Worries about what Reeves will take out of her red box on October 30 are only making that worse.
‘It’s had a huge impact. You can see the slowdown in activity ahead of what may or may not happen in a Budget that has been hotly anticipated the most maybe in a couple of generations. I think that’s led to a sort of pause on markets.’
And it has interrupted what had been shaping up to be a comeback for the City, Fine says. ‘I genuinely do believe we are in a new cycle,’
he adds. ‘We’re in the early stages of it – it’s probably been going six or seven months and I think if it weren’t for this impending Budget – which at least has a fixed date – you would have a bit more momentum, it’s just taken a hiatus.’
Notably, London’s junior market Aim has underperformed the wider London market by as much as 15 per cent.
The slump came about amid speculation that an inheritance tax break for Aim shares – which was designed to encourage investors to fund smaller British companies – could be axed.
On the other hand, Fine notes, the pound has strengthened, bond markets have been calm, and UK growth has outperformed G7 rivals in the first half of this year – while the Government is also making welcome noises on regulatory reform.
It could be a chance for Britain to ‘reassert itself’.
‘It feels like the stars are aligning,’ he says, ‘but it requires forward thinking which has been lacking over the last few decades.’
Yet Labour’s insistence that it is committed to a growth agenda does not square with the impression that it wants to ‘raise a lot of taxes and stop growth’.
Hence the heightened anticipation ahead of the Budget to see whether – and how – the Chancellor can deliver.
If it does, Fine argues that it could, in a choice turn of phrase, unblock the ‘constipation’ holding up Britain’s pipeline of initial public offerings (IPOs).
Private equity funds’ investors are clamouring to make exits by taking companies to market – but the demand must be there first.
‘Whilst there is no substantial near-term pipeline the potential is probably as good as I’ve known it,’ says Fine. ‘Something’s got to give.’
Fine says his investment bankers are ‘as busy as they have ever been’. He adds: ‘I think they’re working hard on a lot of situations.
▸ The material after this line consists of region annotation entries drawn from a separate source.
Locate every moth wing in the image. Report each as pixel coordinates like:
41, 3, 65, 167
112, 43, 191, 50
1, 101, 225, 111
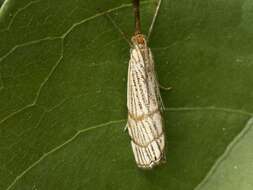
149, 49, 165, 111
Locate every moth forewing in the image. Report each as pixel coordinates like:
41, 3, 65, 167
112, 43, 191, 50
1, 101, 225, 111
127, 34, 165, 168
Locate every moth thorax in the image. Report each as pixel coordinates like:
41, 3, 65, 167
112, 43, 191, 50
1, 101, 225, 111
131, 34, 147, 48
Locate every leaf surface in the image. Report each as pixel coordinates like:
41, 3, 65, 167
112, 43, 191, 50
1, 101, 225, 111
0, 0, 253, 190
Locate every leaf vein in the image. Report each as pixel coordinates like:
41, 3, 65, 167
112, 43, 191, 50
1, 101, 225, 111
6, 119, 126, 190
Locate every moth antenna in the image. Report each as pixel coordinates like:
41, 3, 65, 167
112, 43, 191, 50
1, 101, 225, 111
133, 0, 141, 35
105, 13, 132, 47
147, 0, 162, 41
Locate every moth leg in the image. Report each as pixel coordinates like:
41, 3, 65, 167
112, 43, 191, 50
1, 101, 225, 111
158, 83, 172, 91
124, 123, 128, 132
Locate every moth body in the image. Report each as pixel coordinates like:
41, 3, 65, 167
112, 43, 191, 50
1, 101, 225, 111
127, 34, 165, 169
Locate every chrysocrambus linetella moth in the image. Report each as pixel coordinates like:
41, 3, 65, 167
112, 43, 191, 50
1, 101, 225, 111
127, 0, 165, 169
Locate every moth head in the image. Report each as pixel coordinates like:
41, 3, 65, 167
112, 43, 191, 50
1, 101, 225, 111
131, 34, 147, 49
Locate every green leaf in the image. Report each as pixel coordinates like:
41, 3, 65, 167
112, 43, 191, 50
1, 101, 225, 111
0, 0, 253, 190
197, 119, 253, 190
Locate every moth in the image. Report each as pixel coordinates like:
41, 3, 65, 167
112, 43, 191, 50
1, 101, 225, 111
127, 33, 165, 169
127, 0, 165, 169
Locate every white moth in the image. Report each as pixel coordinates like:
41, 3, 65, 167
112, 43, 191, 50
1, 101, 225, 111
127, 34, 165, 169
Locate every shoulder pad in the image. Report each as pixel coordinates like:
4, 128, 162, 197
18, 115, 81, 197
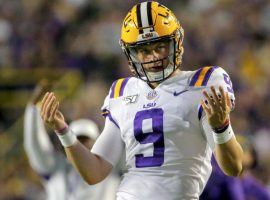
189, 66, 219, 87
110, 77, 130, 99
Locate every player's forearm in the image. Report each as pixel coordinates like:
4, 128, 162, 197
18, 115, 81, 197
65, 142, 112, 185
24, 104, 55, 174
215, 137, 243, 176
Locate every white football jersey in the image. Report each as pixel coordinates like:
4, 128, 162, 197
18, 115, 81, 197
93, 66, 234, 200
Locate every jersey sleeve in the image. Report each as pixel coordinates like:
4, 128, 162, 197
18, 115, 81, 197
207, 66, 235, 110
198, 66, 235, 150
91, 117, 124, 166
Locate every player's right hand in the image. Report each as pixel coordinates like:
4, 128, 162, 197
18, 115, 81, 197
30, 79, 52, 105
40, 92, 66, 134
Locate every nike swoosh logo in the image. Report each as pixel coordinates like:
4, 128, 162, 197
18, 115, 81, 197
173, 90, 188, 97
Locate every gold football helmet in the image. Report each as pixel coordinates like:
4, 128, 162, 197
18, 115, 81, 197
120, 1, 184, 83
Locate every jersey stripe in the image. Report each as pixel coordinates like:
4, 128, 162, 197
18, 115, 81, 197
113, 78, 124, 98
202, 66, 218, 86
198, 106, 203, 120
110, 81, 117, 98
189, 66, 218, 87
189, 68, 203, 86
195, 67, 211, 87
110, 77, 130, 98
119, 77, 130, 97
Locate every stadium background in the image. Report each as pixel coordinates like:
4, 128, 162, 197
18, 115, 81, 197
0, 0, 270, 199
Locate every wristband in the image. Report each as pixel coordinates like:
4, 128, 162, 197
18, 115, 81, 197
213, 124, 234, 144
213, 119, 230, 133
55, 127, 77, 147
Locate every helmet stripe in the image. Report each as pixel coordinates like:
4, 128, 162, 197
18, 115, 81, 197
136, 4, 143, 34
141, 2, 149, 33
147, 1, 153, 26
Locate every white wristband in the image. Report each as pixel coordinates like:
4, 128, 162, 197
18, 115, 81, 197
57, 128, 77, 147
213, 124, 234, 144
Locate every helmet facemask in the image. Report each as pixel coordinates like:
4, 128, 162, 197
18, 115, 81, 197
120, 30, 183, 83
IPOs are later. That valuation issue has got to resolve itself.’
A lot needs to be done, he argues, including pensions reform – and stopping the ‘horrendous’ outflow of funds from UK equity markets.
Cherishing British achievements and nurturing innovation rather than letting it be swept away by foreign owners is another goal. That could be helped by pension funds investing more in Britain.
He says: ‘I feel passionate about the fact that there should be more of a sense of pride in what we do here in this country.
We’re very, very good at an awful lot of things, we talk ourselves down a lot – we’re world class at moaning, it’s probably a function of the weather.’
So much depends on the Budget –including what is not in it, such as the CGT changes.
‘It may be a damp squib, it may be an astonishing revelation of packages that will transform the view of the UK,’ he says.
The temporary blip in market activity in anticipation of the Budget will all be forgotten if the latter proves to be the case. A three-month slowdown ahead of what could be a gigantic pick-up would be fine.
We’ll look back on it and think “so what?”. But a three-month slowdown because you can’t do what you been elected to, or said you would, do for whatever reason is going to translate into another lengthy period of inactivity.’